• Cette bonne performance reflète l’évolution favorable des revenus en 2019, qui ont progressé de 2 % sous l’effet de la poursuite de la progression des crédits à l’économie, de la bonne tenue des activités de marché et d’une collecte dynamique en assurance et gestion d’actifs ;

  • La maîtrise des frais de gestion, qui n’ont augmenté que de 1,1 %, a permis de réduire le coefficient d’exploitation pour la première fois depuis 2015 ;

  • Le coût du risque est resté limité en 2019 et, comme en 2017 et 2018, il représentait 0,11 % du total de bilan.
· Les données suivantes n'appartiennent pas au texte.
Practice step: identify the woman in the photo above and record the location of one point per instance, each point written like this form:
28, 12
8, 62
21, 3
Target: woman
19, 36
Les six grands groupes bancaires français ont par ailleurs poursuivi en 2019 le renforcement de leur structure financière :

  • À 14,4 % à fin 2019, leur ratio de solvabilité sur fonds propres de base « durs » (CET1) atteint un plus haut depuis 2008 avec une progression de 8,6 points de pourcentage (pts) et l’accumulation de plus de 200 milliards d’euros de fonds propres CET1 supplémentaires depuis cette date ; les six groupes respectaient les exigences minimales de solvabilité tenant compte notamment des différents « coussins » mis en place par la réglementation après la crise de 2008 (coussin de conservation (conservation capital buffer – CCB), coussins pour les institutions systémiques et coussin contracyclique (countercyclical capital buffer - CcyB)) ;

  • Les six grands groupes bancaire français respectaient d’ores et déjà les exigences en levier applicables à compter de juin 2021, y compris en tenant compte de la surcharge additionnelle concernant les banques d’importance systémique mondiale (globally systemic important banks - GSIBs), qui entrera en vigueur en janvier 2023 ;

  • Les 4 GSIBs françaises ont accru leur capacité d’absorption des pertes (total loss absorbing capacity - TLAC) qui se situe largement au-dessus des exigences en vigueur depuis le 1er janvier 2019 ;

  • Enfin, la liquidité des six grands groupes bancaires est solide et s’appuie sur des réserves d’actifs liquides et une proportion de financements stables conformes aux normes prudentielles en vigueur (liquidity coverage ratio - LCR) ou à venir (net stable funding ratio - NSFR, applicable à compter de juin 2021).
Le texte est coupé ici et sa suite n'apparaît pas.